We are the foremost purveyors of pseudoscience in the world! We will bury them!
Because no one ever gets anywhere in the US with pseudoscience, corruption or superstition!
Sounds just like my experience of working for a British company in the R&D department! After a few years the company dropped the ‘R’ from R&D – and then, a few years after that, told us all that we needed to be more ‘innovative’. We were expected to achieve more innovation through participating in endless ‘brainstorming’ sessions. Within our department (in which quite a few people had a PhD in a scientific subject) belief in pseudoscience, astrology, crop circles and alchemy was rife.
I exaggerate slightly – but what some of my colleagues believed in didn’t bear very much relation to scientific orthodoxy …
While the US is rife with superstition and crank religion, and while one of our political parties is doing its best to empower these people, and while TV networks favor us with endless programs on UFOs and ghost hunters, we haven’t yet got so bad that articles on biorhythms are published in the New England Journal of Medicine, and neither Uri Geller nor Peter Popoff have taken out a contract on James Randi for calling him a fraud.

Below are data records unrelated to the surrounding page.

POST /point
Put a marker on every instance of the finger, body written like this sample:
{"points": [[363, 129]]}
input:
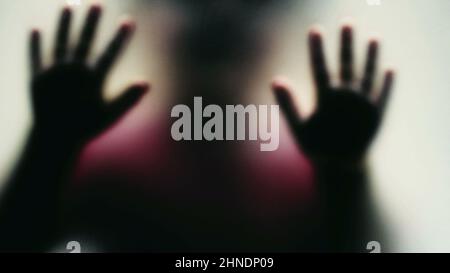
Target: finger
{"points": [[370, 69], [88, 33], [346, 55], [284, 99], [320, 72], [35, 52], [126, 101], [386, 90], [115, 47], [62, 35]]}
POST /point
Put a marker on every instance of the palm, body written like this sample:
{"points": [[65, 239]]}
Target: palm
{"points": [[345, 120], [67, 97]]}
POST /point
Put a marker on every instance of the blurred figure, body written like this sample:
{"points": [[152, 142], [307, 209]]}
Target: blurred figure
{"points": [[68, 111], [336, 139]]}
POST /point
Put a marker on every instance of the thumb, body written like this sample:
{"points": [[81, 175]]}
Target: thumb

…one of our political parties is doing its best to empower these people…
One?
There are reasons why the brightest students from China, and some other countries, go to U.S. universities….something we wouldn’t see if the educational system was so awful in the U.S., and so great in other places, as is sometimes claimed.
The larger question is whether people in the “West” should be scared of the “Rise of the Rest”, which is real though overhyped in some ways…I tend to think no, that overall prosperity begets prosperity, and the world economy is not a zero-sum game.
I’m still trying to break into the lucrative ESL editing for foreign scientists market. I bid, they pick someone cheaper (fast food wages cheaper, I’d guess, because I’ve been bidding low). According to friends who make a living at this, it goes on this way for quite a while until you edit for someone who actually gets published, at which he/she recommends you to to all his/her friends, expense be damned.
Anyway … the papers I’m sent aren’t just written in dire and ludicrous English, they’re STUPID. They’re Minimum Publishable Units, dressed up with pomposity and a few equations. vacuous and pointless.
I don’t think it would be a good idea.
While someone already managed to weaponize pseudoscience (e.g. the anti-vaccine hysteria) the targeting system are lagging way behind.
Anything you hit your opponent with will come back to you through the biggest infection vector of them all: the internet.
In fact the PRC may even be better prepared for such a meme war.
Once they’ve identified a potential attack with weapons grade stupid they could try to inoculate their corner of the internet with the great firewall of china.
I’m reminded of Kuttner’s “Nothing But Gingerbread Left”. Memitic warfare!